開業3年目を迎えた千葉直人調教師=美浦=のこだわりの新厩舎から多くの活躍馬が誕生しそうだ。第42回フェアリーS・G3(1月11日、中山競馬場・芝1600メートル)には京成杯オータムHを2019、20年に連覇したトロワゼトワルを母に持つ良血のピエドゥラパン(牝3歳、父エピファネイア)がスタンバイしている。

 指揮官は「イメージとしてはジッと我慢して、しまいを爆発させる形にしたい。(2馬身半差をつけて初勝利の)前走のような競馬がどのクラスでもできるようになればいいですよね。ここで結果が出ればクラシックでも楽しみです」。デビュー前から指揮官が大きな期待をかける素質馬が、3戦目での重賞取りを狙っている。

 美浦トレセンの北馬場として利用されていた土地に、ピエドゥラパンなどが過ごす新厩舎が誕生。続々と引っ越しが行われているなかで、早々と10月上旬に移転を済ませたのが千葉厩舎だった。開業時の旧厩舎から、39歳の千葉師が70歳の定年まで使う拠点へ。思い描く理想の厩舎にようやく着手できた。開放的な区画には、大きなウォーキングマシンやガラス張りのゲストルームを備え、厩舎の至る所に厩舎ロゴのフクロウが目に留まる。「フクロウにしたのは“人馬ともに苦労がないように”というのと、フクロウのように“広い視野を持って馬を見られるように”」。目指すべき厩舎像への思いが込められている。

 「こだわったのは人馬ともに、より良い環境を提供すること。

モチベーションが上がって、居心地のいい人馬ともに魅力のある厩舎をイメージしました」。新厩舎は考え込まれた思いが随所に見て取れる。新鮮で質がいいカイバを与えるために、馬糧庫は密閉できる空間に冷房を完備。湿気が多くなる夏場でもカビの発生を防ぎ、季節を問わず新鮮な状態を保つ。また、厩舎内には大型のクーラーを設置しているのはもちろん、馬房内はゴム素材の床に細かいチップ、粗めのチップを敷くことで、滑ったり、寝違えを防ぐ構造になっている。

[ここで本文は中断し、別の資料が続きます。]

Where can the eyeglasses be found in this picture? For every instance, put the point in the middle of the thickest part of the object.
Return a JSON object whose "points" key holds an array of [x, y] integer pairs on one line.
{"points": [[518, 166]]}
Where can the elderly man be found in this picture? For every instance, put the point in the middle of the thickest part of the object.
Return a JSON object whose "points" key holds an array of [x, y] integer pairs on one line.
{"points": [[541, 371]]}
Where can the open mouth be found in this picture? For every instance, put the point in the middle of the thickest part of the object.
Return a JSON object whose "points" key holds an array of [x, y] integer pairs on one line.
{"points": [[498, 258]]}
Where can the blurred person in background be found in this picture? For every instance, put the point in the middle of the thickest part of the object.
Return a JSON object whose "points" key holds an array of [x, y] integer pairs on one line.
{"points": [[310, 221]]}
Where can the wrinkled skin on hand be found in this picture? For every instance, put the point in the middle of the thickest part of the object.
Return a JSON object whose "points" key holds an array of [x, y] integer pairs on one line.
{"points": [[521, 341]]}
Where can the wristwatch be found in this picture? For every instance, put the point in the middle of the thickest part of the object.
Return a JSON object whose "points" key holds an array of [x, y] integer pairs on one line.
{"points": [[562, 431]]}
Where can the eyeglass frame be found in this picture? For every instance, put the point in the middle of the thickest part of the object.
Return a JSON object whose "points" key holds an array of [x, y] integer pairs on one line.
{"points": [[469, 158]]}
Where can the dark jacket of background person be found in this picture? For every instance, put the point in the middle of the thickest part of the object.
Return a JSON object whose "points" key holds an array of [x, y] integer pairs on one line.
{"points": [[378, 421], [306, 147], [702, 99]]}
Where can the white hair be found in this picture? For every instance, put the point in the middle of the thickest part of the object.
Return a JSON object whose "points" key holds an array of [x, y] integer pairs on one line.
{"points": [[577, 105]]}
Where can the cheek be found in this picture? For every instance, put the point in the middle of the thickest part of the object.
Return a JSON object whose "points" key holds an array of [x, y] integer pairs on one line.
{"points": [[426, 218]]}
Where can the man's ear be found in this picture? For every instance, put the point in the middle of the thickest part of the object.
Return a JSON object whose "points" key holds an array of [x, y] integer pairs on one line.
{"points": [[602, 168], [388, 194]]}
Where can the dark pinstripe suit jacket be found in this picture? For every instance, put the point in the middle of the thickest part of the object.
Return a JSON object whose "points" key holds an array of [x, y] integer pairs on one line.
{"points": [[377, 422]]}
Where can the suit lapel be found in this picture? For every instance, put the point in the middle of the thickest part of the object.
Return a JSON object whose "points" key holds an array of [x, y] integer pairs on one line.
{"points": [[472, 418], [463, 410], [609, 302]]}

 配慮は馬だけではない。ウォーキングマシンは馬の運動量を確保するのと同時に、スタッフの負担を軽減する効果を見込んでいる。休憩所の大きなガラスの前には木馬を置き、騎乗後、すぐにフォームをチェックすることも可能に。他にも道具を置く場所なども作業の動線を想定した配置となっており、馬とともに従業員の働きやすさも十分に考えられた造りになっている。

 “広い視野”もテーマに掲げているだけに、馬のわずかな変化にも気づけるようにと工夫を凝らしている。敷地内の地面はコンクリート、砂、ゴムの3種類を採用。「軟らかい地面なら爪、脚の疾患であれば硬い地面の上で歩様を抑えたり、反応が出る。

色々な症状を見せる疾病があるので、少しでも見落としがないように」と説明する。

 他にも様々な科学的なデータを把握するため、EQUTUM(エクタム)というアプリを導入。調教時の最高スピードや最大心拍数、心拍の戻り具合の情報を取得。また、脚に機器をつけることで脚への衝撃波や踏み込み、蹴り上げの角度などの歩様解析もできるようになっている。トレーナーは「最終的に頼るのは関わっているスタッフや牧場やオーナーの皆様の一頭一頭に込められた思いや感性を大事にしていますが、科学的な根拠も必要な部分かなと思いまして。今の状態を数値化できるのは、調教区分やレース選択のいい指標になるのではないかと思っています」と数値を有効活用している。

 その成果は形になって現れている。千葉師は「踏み込むときの衝撃波を指標にしっかり馬場をとらえられているのかも分かるので、叩きすぎる子は基本的にダートの方がいいとか、ピッチ走法の子はどちらかというと短距離の方がいいのかなという感じですね」。千葉厩舎で預かった馬に対しては“付加価値をつけて生産者に返したり、キャリアを一歩前進させる”ことを目指しており、固定概念によって選択肢をつぶしてしまうことがないように、人の経験、感覚を踏まえた意見とともに科学の力もその助けになっている。

 これからも良いものであれば、カスタマイズしていく方針に変わりはないが、現状の工事はひと区切り。最後に取り付けられたのは、重賞出走時の立ち写真などで背景となる厩舎ロゴ入りの垂れ幕だった。「この場所で写真をいっぱい撮ってもらえれば、うれしいですね」と多くの管理馬が大舞台に挑んでいく将来をイメージする千葉調教師。